Researchers from Seoul National University, the Mongolian Academy of Sciences, and the University of Alberta teamed up to work on the study. Researchers realized that it possessed streamlined ribs just like other swimming birds. They also came to the conclusion that it could’ve been a swimming predator.

“Its body shape suggests that Natovenator was a potentially capable swimming predator, and the streamlined body evolved independently in separate lineages of theropod dinosaurs,” the researchers wrote.

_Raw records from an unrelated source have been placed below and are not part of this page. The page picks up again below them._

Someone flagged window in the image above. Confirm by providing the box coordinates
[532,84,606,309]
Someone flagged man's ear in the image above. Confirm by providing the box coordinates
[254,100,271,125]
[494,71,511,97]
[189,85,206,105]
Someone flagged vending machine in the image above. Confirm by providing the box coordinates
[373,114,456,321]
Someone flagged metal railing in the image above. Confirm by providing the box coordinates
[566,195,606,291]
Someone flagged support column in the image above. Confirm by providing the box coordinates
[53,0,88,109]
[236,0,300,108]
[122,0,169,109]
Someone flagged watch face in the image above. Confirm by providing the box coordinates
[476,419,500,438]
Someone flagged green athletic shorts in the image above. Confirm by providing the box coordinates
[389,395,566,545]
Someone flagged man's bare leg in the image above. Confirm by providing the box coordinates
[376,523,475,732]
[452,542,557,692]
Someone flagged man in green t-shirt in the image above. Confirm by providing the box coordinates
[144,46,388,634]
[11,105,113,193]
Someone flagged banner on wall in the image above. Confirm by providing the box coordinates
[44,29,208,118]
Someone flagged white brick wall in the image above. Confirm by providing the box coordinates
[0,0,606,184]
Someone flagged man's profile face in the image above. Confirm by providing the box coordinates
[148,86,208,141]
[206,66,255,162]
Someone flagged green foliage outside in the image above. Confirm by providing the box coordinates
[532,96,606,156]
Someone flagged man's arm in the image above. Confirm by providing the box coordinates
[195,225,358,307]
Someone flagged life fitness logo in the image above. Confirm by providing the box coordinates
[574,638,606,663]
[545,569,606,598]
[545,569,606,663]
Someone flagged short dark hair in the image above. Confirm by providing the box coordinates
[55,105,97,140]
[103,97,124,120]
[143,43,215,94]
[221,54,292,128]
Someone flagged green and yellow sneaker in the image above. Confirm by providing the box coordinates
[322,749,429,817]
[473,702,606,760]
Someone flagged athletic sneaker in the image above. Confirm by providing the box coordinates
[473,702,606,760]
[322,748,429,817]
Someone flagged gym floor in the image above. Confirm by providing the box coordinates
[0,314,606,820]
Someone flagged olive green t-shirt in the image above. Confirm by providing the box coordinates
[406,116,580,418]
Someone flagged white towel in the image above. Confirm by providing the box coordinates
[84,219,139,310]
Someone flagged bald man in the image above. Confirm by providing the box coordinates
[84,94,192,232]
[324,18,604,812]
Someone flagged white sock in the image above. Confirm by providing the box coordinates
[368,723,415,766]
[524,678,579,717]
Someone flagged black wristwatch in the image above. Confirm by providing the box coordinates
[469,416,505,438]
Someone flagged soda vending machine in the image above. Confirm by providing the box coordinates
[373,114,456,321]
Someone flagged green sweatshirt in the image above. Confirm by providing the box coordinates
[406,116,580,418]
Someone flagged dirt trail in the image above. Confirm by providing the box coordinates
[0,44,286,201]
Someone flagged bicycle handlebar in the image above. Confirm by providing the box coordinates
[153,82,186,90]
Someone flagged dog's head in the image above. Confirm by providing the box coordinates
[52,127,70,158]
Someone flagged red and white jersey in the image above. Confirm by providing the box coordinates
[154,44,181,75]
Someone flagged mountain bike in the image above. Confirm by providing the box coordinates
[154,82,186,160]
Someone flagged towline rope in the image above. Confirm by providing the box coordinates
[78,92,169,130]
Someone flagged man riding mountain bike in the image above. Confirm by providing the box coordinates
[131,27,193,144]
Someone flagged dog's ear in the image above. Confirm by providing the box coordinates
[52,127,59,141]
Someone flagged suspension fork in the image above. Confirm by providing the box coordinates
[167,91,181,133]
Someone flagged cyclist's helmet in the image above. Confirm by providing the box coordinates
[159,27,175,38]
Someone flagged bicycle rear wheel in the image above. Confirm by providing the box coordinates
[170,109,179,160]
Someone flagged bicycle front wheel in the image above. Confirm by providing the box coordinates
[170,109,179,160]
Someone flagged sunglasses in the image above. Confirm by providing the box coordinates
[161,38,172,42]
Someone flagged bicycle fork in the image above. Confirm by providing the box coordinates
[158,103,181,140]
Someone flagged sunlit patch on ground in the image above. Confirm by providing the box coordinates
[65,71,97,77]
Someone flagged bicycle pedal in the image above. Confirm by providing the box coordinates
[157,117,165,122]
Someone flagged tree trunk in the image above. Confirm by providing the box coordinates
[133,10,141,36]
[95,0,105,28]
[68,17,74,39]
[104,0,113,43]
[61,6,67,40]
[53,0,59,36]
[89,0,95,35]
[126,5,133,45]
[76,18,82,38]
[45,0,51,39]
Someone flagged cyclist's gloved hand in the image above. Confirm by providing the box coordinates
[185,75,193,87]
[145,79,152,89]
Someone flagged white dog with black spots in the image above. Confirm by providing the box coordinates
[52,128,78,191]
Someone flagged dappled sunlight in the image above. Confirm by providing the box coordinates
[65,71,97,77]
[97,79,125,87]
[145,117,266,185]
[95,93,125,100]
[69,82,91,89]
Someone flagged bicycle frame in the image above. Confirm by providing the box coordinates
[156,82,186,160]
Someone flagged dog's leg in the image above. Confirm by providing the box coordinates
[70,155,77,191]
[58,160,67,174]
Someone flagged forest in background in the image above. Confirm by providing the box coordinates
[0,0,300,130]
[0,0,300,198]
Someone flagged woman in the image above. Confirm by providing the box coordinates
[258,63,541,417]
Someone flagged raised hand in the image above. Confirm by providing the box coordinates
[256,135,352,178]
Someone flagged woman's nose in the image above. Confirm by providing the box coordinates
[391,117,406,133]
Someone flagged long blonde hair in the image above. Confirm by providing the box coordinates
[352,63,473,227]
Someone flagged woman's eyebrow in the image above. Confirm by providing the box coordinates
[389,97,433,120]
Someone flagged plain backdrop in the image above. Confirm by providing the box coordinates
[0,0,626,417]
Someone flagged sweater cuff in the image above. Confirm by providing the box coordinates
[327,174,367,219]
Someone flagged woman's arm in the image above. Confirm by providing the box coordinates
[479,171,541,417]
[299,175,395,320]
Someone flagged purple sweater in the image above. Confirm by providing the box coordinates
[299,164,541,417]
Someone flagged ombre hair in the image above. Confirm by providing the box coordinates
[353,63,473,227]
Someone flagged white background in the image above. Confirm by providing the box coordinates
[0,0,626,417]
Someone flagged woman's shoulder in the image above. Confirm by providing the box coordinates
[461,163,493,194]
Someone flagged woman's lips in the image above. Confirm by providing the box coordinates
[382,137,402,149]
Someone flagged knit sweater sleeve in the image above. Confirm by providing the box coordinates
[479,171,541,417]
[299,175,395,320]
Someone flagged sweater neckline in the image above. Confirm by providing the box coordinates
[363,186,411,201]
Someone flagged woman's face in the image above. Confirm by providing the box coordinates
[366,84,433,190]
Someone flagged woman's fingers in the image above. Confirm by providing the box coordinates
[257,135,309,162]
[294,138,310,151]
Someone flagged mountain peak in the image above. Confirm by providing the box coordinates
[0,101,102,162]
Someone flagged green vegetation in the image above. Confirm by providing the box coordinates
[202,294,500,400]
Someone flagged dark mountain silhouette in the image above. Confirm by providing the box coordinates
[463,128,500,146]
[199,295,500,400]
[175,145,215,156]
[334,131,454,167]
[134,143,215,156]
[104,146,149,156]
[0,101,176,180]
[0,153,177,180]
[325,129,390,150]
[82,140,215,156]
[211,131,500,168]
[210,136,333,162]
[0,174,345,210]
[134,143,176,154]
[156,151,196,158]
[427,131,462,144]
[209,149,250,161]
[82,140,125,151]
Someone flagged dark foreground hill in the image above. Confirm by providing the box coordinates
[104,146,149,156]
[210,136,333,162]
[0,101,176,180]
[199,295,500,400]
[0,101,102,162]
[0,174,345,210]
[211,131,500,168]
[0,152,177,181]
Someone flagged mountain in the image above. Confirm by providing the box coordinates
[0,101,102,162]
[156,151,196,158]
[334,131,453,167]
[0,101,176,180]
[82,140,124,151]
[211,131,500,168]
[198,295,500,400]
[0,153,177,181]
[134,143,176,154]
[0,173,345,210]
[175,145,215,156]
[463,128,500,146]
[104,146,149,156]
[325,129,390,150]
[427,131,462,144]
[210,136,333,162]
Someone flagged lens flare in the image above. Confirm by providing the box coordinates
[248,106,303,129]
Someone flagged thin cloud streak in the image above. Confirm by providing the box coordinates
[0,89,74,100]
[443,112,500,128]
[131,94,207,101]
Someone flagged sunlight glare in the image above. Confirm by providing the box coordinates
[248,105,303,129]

Another dinosaur discovered in Mongolia called, “Halszkaraptor,” is very similar to the Natovenator. Scientists also believe that this other dinosaur was semiaquatic. Thankfully, the Natovenator specimen’s body is more complete, which makes it easier for researchers to analyze its body shape. 

Researchers state that the Halszkaraptor and the Natovenator probably used their forearms to move throughout the water. 

The Natovenator also had dense bones, which are possessed for aquatic animals. 

Researchers are trying to figure out how the bird could’ve moved. “Is it paddling with its feet, a bit of a doggy-paddle? How fast could it go?” a researcher named Hone asked. 

A paleontologist named Nizar Ibrahim states, “I’m sure that there will be many, many more surprises. And we’ll find out the dinosaurs were not just around for a very long time, but also, you know, really diverse and very good at invading new environment.”